Army veteran Steve Chambers, a mechanical engineer at OFI Testing Equipment,

After graduating from Lamar University in Beaumont, Texas, in 2015, Steve encountered a disheartening reality. “I had to learn the hard way. It’s very hard getting someone to hire you without engineering experience.” Finding a job in his field was more challenging than he expected, but “not working wasn’t an option,” so he pinch-hit as a stocker at Lowe’s and later as a contractor at NASA. Both roles led to him sitting on the bench due to unexpected layoffs.

Steve was in a financial bind following his layoff from NASA, struggling to make ends meet. During this challenging time, he sought help from HOPE. “I’m unemployed, I need help, I’ll take the help,” he said. HOPE Career Transition Case Manager/Scholarship Program Manager Kristy Warren coached Steve on how to get more quality at-bats by tailoring his resume for specific positions. “Navigating a job search is a very vulnerable and mentally draining process. It takes a lot of courage to put yourself out there, knowing that rejection is possible in a competitive job market,” Kristy says. “However, as a career coach, I do my best to build confidence by helping clients like Steve utilize tools and assist in market research to give them a competitive edge.

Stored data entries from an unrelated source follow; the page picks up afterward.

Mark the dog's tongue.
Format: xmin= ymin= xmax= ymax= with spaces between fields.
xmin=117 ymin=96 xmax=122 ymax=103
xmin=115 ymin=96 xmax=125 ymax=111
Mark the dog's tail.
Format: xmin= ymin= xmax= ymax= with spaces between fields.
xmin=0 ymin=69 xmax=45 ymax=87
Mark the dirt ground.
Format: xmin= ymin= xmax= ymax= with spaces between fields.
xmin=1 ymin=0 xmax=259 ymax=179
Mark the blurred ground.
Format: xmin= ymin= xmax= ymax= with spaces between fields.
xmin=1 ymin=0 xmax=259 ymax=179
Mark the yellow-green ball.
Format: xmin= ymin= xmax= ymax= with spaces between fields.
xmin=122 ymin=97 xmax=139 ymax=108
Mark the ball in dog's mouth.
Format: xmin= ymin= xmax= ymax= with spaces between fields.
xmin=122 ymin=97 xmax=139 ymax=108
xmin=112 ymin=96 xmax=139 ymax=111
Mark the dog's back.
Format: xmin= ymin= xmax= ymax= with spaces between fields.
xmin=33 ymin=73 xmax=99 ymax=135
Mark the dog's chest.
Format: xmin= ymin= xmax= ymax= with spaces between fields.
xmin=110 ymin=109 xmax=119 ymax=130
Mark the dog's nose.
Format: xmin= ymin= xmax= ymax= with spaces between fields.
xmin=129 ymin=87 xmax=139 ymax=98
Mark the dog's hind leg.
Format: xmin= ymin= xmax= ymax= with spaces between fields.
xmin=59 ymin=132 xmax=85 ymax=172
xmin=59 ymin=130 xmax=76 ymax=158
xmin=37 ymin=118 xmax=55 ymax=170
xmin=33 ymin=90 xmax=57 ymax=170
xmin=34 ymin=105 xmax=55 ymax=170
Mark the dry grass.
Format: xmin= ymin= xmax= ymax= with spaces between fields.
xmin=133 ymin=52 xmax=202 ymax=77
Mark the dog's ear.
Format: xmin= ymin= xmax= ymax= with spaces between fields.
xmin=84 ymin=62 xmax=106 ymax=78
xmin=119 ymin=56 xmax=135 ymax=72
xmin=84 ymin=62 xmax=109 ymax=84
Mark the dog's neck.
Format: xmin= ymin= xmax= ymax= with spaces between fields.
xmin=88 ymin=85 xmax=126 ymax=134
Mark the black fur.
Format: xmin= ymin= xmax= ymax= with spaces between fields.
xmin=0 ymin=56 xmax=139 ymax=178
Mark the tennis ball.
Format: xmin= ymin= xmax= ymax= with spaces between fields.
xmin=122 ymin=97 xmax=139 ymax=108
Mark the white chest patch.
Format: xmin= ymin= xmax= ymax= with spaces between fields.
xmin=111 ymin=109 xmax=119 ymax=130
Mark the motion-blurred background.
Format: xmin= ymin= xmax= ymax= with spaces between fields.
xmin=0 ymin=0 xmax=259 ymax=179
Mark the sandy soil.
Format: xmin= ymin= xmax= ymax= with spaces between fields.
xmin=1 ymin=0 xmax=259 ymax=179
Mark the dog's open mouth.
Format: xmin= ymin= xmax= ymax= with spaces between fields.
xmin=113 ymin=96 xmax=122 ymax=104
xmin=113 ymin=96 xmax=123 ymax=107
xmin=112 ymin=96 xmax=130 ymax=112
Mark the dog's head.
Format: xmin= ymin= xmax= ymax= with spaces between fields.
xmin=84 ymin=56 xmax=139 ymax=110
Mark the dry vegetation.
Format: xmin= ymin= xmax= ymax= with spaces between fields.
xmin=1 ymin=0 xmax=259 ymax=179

In today’s market, the competitive edge is networking and getting face time with hiring managers.”

It wasn’t just about the resume, it was also about networking, and if you speak to Steve for longer than 30 seconds, it’s clear that networking is a part of his skill set. “I’m not intimidated by talking to people. [I was] a shy kid. Being in the military brought me out of it.”

Steve attended a job fair organized by Rigzone, and despite the uncertain prospects, he approached the event positively, understanding that opportunities often arise unexpectedly. He spoke to a representative from OFI who said they didn’t have any engineering positions at that moment, but it could change. His decision to attend paid off when, a few weeks later, he received a call for an interview. “That was literally the best interview I’ve ever had,” Steve said. Reflecting on the experience, he acknowledges the importance of networking, particularly in the earlier stages of his career. Kristy was thrilled to hear the news. I’m so proud of Steve for taking that step and attending a job fair. I hope his success helps others to do the same!”

As Steve’s story unfolds, he embodies what it means to keep swinging. He could have easily given up in college, in the Army, or during the pursuit of education. Finishing school was always on Steve’s mind, mainly because it was his father’s dying wish when he passed in 2006. “Before we left [the hospital] he told me to come closer so I could hear him,” Steve said. “He said, ‘Promise me something. Finish school.”

That statement stuck for Steve, and on the day he got his diploma, he looked off into the distance with a smile and said, “I told ya.” His degree, plus his perseverance, was a recipe for success. “The view is so much better here than before,” Steve said. “The only way you’re going to be invisible is if you stop.”  Thanks to his determination and a little help from HOPE, Steve is officially back in the game.